The episode ends not with newly-digitized Mookie taking over the world’s electric and information infrastructure, but on a warm note with the entire family, computer-boy included, playing a round of Scrabble.

“What if I told you that living in the Matrix is actually as dull as spending a lazy Sunday afternoon with the fam?”

As hokey as Mookie and Pookie’s story is, cybernetic immortality might very well become a reality. Dmitry Itskov, a Russian businessman and founder of Initiative 2045, is currently seeking investors to fund research that will lead to eternal life — with a catch. The catch, of course, is that your body does not persist indefinitely; instead, your consciousness — what makes you you — lives on in a cybernetic Matrix-like environment.

But what’s a body other than a sack of meat to encase one’s consciousness?

That’s the official stance, at least, of Initiative 2045, whose main scientific goal is to “create technologies enabling the transfer of an individual’s personality to a more advanced non-biological carrier, and extending life, including to the point of immortality.”

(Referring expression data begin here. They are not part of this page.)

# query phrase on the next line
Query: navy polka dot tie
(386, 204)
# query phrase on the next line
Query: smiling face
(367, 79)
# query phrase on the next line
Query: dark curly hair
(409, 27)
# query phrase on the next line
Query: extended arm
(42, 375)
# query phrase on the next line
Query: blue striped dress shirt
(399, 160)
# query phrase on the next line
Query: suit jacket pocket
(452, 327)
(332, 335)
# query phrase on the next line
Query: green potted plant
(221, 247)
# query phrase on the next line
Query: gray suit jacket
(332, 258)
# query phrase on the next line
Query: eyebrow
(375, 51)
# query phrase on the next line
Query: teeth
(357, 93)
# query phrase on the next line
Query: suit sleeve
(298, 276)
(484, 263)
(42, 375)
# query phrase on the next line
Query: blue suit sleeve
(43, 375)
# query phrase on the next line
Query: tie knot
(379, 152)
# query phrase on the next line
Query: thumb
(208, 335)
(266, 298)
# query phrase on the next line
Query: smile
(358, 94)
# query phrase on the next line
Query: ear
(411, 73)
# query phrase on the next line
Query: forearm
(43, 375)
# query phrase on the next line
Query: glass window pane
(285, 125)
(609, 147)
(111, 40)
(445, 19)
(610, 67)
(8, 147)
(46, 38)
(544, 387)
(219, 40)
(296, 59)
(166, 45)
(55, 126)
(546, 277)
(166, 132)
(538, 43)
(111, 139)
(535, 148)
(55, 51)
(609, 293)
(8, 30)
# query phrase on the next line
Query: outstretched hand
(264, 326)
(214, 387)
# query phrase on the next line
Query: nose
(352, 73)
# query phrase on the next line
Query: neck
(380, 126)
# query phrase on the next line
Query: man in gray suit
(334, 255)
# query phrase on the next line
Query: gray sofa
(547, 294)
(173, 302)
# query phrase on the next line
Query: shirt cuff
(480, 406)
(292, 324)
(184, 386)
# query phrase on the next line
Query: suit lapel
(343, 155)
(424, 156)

To repeat: a “more advanced non-biological carrier.” The explicit assumption is that what millions of years of biological evolution have granted us is vastly, unfathomably inferior to what a few short decades of computer research can achieve. Which is an amazing testament to human intelligence and ingenuity.

Initiative 2045 sees immortality as entirely plausible, a scientific problem that requires a gradual series of intermediary “trans-humanistic transformations,” starting with the replacement of body parts — limbs as well as organs — with non-biological, cybernetic components… and ultimately ending with the replacement of our meat sacks with ones and zeros.

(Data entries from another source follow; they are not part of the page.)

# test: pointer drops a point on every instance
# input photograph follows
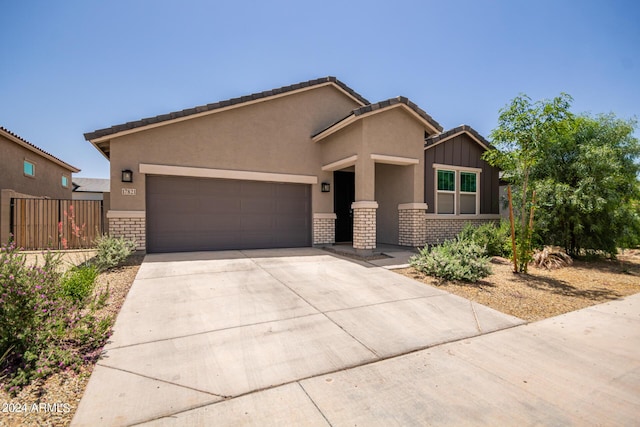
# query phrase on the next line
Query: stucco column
(364, 225)
(412, 223)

Your future family portrait?

Your future family portrait?

This step-by-step process is analogous to futurist Ray Kurzweil’s concept of the “bridge to bridge” path to immortality, which is why he allegedly takes between 180 and 210 vitamin and mineral supplements a day: to sustain his carbon-based body long enough to see the day when he no longer needs his carbon-based body. Such a radical change in human existence — when shuffling off our mortal coils results not in our deaths but our cybernetic rebirths — unquestionably qualifies as a Singularity event.

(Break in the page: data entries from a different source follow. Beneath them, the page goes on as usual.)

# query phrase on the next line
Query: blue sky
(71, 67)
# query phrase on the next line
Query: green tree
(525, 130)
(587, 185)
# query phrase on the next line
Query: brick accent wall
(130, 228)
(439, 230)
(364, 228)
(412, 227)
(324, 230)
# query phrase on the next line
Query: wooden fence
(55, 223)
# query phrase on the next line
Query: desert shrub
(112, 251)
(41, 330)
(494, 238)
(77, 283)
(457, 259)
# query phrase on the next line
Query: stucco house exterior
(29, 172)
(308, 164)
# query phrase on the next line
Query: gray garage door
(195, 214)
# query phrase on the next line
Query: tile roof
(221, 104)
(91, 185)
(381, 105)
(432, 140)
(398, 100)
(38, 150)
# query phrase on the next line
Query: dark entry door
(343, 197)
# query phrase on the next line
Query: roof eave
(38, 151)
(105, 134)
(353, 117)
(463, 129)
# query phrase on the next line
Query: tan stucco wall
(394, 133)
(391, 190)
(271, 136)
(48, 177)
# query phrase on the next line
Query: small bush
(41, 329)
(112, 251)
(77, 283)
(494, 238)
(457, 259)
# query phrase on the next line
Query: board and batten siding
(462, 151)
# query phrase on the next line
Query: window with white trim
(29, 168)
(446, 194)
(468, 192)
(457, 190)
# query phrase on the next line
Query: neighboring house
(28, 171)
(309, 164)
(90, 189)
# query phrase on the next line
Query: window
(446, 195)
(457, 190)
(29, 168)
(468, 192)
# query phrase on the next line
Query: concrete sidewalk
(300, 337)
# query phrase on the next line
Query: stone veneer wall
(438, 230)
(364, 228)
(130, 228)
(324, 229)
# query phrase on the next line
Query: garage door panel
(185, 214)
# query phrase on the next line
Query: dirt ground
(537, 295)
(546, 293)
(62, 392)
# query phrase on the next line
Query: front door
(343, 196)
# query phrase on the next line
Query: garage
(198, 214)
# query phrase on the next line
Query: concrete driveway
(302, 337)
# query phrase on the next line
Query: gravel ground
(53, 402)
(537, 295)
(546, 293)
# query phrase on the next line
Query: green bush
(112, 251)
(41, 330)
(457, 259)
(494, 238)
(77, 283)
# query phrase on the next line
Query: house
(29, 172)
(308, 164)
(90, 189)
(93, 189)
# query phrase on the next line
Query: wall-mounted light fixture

As exciting as this all sounds, what remains to be answered by Dmitry Itskov and others is the existential nature of a life lived in cyberspace. What will people “do” with their time — infinite time for that matter? Will we fall in love, have families, go to work, play Scrabble? Will it be necessary to emulate a “normal” life, complete with the laws of physics and the need to eat and sleep? All we “know” is what we’ve seen in sci-fi classics such as William Gibson’s groundbreaking cyberpunk novel Neuromancer and the films Tron and The Matrix. But of course sci-fi tends to exaggerate the implications of speculative technology. Maybe cyberspace will end up as ho-hum as normal space often is.

Or maybe we’re already living in a computer simulation, as many have earnestly theorized. How would we know? After all, what we think of as “reality” is nothing more than a sophisticated construct our minds have created based on sensory data. Colors, sounds, flavors, pain, euphoria — these are all interpretations of the world beyond our senses. At the rate computer science is accelerating, it’s perfectly plausible to imagine an advanced human culture with the capability and means to replicate the experience of, well, life.

Consequently, if we are indeed living in a future culture’s simulation and, while in that simulation, devise a way to upload our consciousnesses in a separate cyberspace, there’s no end to the levels of Inception-like simulations we’re simultaneously experiencing.

Let’s just hope that at least one of them is more interesting than an afternoon playing Scrabble with our folks.